Miller's crime was not that she was wrong about WMD's but that she still possesses enough objectivity and intellectual integrity to see all viewpoints and possibilities. I watched Times Publisher Arthur Sulzberger Jr. being interviewed by Charlie Rose on PBS a few weeks ago. Sulzberger said Miller could not be trusted ever again even to write a restaurant column for the Times for fear readers would read some political message in her words. This coming from someone who has shamelessly corrupted a once-respected newspaper into a cheap, delusional political pamphlet.
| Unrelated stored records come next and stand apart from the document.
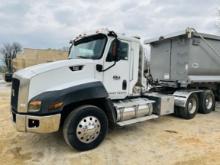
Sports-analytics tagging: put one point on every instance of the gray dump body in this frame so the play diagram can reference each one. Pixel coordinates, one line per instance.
(185, 58)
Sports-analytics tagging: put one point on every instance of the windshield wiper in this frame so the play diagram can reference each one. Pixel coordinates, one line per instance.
(83, 57)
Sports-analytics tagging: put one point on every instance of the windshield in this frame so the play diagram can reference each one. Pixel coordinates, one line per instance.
(89, 47)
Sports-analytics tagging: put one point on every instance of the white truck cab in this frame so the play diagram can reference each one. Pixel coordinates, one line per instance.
(103, 82)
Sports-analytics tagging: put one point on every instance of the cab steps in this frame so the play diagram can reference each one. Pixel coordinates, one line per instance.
(136, 120)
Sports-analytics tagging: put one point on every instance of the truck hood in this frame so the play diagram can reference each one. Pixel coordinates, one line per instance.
(56, 76)
(32, 71)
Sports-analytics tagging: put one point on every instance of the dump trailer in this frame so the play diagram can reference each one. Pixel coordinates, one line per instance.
(107, 82)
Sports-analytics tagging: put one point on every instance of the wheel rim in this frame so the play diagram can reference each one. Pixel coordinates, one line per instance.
(192, 105)
(88, 129)
(208, 102)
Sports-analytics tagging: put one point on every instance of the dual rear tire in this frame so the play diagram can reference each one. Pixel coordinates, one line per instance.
(203, 103)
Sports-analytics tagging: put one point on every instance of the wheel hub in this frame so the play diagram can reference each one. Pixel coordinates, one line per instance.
(208, 102)
(88, 129)
(192, 106)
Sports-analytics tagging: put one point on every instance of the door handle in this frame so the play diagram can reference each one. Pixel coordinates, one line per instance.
(115, 77)
(124, 85)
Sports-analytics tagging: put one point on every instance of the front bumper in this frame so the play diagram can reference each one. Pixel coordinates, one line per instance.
(36, 124)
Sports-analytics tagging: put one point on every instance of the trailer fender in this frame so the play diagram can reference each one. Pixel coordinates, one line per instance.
(181, 97)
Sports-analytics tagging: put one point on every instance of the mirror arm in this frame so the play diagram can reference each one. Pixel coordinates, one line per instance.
(103, 70)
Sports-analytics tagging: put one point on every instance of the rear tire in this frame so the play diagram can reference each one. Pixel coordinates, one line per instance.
(191, 108)
(207, 102)
(85, 127)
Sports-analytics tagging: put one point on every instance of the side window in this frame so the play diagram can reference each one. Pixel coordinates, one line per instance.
(122, 51)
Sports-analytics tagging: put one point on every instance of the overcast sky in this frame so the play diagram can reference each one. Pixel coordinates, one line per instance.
(52, 23)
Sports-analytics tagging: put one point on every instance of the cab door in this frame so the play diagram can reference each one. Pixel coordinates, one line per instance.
(116, 78)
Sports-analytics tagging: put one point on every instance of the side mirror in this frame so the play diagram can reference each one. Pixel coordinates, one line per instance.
(115, 50)
(99, 67)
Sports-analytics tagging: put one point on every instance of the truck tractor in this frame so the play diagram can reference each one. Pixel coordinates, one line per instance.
(106, 82)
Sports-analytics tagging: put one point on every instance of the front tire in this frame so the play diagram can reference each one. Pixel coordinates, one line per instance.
(191, 108)
(85, 127)
(207, 102)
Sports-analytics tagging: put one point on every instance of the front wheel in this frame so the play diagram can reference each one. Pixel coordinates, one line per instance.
(207, 102)
(85, 127)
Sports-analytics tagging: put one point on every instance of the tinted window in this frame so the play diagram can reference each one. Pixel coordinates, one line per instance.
(122, 51)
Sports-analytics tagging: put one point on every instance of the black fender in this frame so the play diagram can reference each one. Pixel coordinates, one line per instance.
(88, 91)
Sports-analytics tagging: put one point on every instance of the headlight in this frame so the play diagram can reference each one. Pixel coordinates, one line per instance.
(34, 106)
(56, 105)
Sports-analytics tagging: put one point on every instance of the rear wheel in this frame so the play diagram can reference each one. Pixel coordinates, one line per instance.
(191, 107)
(85, 127)
(207, 102)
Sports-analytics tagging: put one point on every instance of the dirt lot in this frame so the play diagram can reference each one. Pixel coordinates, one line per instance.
(167, 140)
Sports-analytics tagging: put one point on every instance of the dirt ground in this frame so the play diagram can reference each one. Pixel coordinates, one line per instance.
(165, 141)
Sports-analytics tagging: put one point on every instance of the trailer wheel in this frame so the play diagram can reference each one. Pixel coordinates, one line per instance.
(85, 127)
(207, 102)
(191, 108)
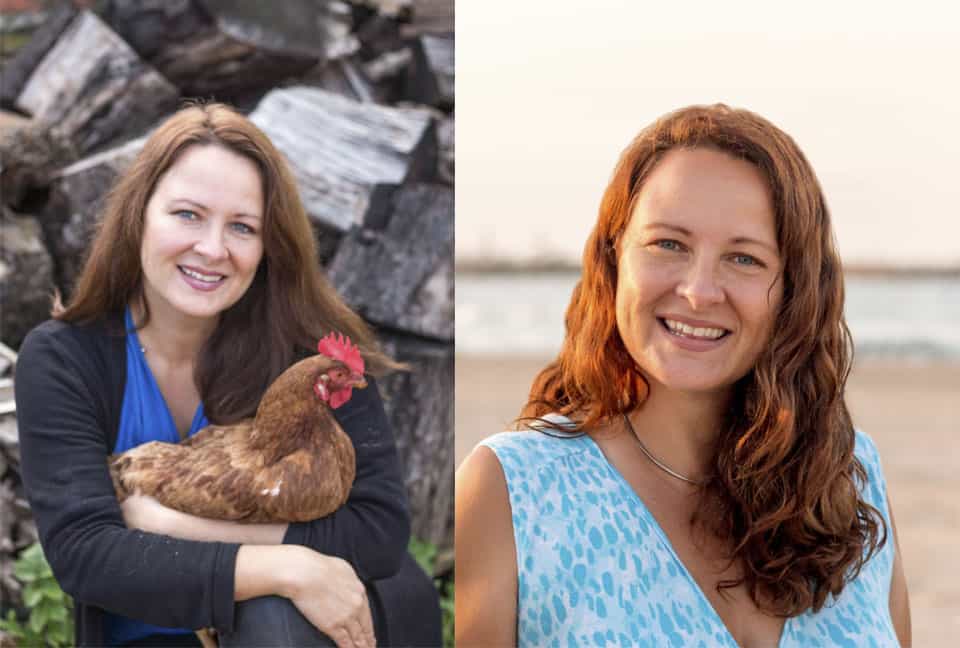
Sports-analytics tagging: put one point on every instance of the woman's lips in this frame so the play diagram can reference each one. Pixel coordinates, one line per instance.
(691, 343)
(199, 284)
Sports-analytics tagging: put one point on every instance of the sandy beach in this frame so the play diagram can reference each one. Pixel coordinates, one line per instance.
(911, 411)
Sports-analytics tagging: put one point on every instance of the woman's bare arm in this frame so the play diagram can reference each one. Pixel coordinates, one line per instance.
(147, 514)
(899, 600)
(486, 602)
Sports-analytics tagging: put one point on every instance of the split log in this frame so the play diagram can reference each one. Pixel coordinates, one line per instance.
(430, 77)
(402, 278)
(429, 17)
(224, 48)
(347, 156)
(29, 154)
(91, 87)
(16, 71)
(26, 276)
(76, 198)
(446, 157)
(419, 404)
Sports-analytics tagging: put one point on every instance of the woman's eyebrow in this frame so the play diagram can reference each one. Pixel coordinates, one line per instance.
(737, 240)
(205, 208)
(677, 228)
(747, 239)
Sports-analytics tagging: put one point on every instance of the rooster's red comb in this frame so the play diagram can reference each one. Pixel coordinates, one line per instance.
(338, 347)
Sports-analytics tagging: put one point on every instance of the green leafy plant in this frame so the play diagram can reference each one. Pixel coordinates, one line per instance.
(425, 554)
(50, 621)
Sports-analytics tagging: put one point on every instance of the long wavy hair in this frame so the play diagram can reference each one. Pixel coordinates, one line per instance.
(785, 477)
(288, 307)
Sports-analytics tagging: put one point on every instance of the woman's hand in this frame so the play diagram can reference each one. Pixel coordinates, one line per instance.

Arthur Sr., "Punch," was a World War II enlisted Marine, a traditional liberal, and a businessman. Arthur "Pinch" Jr. is a draft-dodging Vietnam War protester, a trust-fund hippie, and a boutique Marxist. "Pinch," 90 percent of the Times staff, and this boot-licking partisan, Bob Norman, wouldn't make a pimple on Miller's rear end.
What ever happened to that guy Safire?A nice start, but let's not overlook William Safire, who went into retirement still contending that Saddam had WMDs and that Mohamed Atta had met with Iraqi officials in Prague; the late Michael Kelly, who foamed at the mouth at anyone who dared to question the need to invade; Andrew Sullivan and Christopher Hitchens, the Brits who backed Bush's imperial adventure; Fred Hiatt and his invariably pro-invasion editorial page of the Washington Post, and so on.
In fact, what is disturbing is the paucity of major columnists, commentators, and hosts who stood up and shouted, "Are you nuts? Why are we invading a country to change a regime that is no threat to us, especially while Bin Laden and his gang are still free?"
"If any question why we died, tell them, because our fathers lied," Rudyard Kipling, Epitaphs of War, 1914-18.
You nailed it when you quoted Ann and Abby: Let's get one thing perfectly understood from the outset: The phrase "separation of church and state" is not written anywhere in the U.S. Constitution ("Proselytizing 101," Trevor Aaronson, December 1). That document does forbid the establishment of an official government religion, as has occurred in most Muslim countries under penalty of prison or even death. (Such was the situation in England that caused the Pilgrims to leave for America.)
By a process of, yes, evolution, that no-brainer notion has taken on a life of its own, until even educated judges believe in a phantom phrase and read their own prejudices into it to pacify secular bobbing heads. How sad that traitorous religiophobes are serving as infiltrators for the dogma of the North Korean atheists.
The most respected Ivy League universities such as Harvard and Yale were started by religious organizations. Virtually all the U.S. presidents were "religious," at least to the point of trusting in "providence." Ann Landers and Dear Abby, Jewish sisters, concluded that "the Bible is a treasure of wisdom and knowledge without which one's education is incomplete."
Let it be examined and taught as a theory or even superstition, mythology, or fictitious fairy tales; as an English teacher, I used it in Florida public schools as poetry and literature.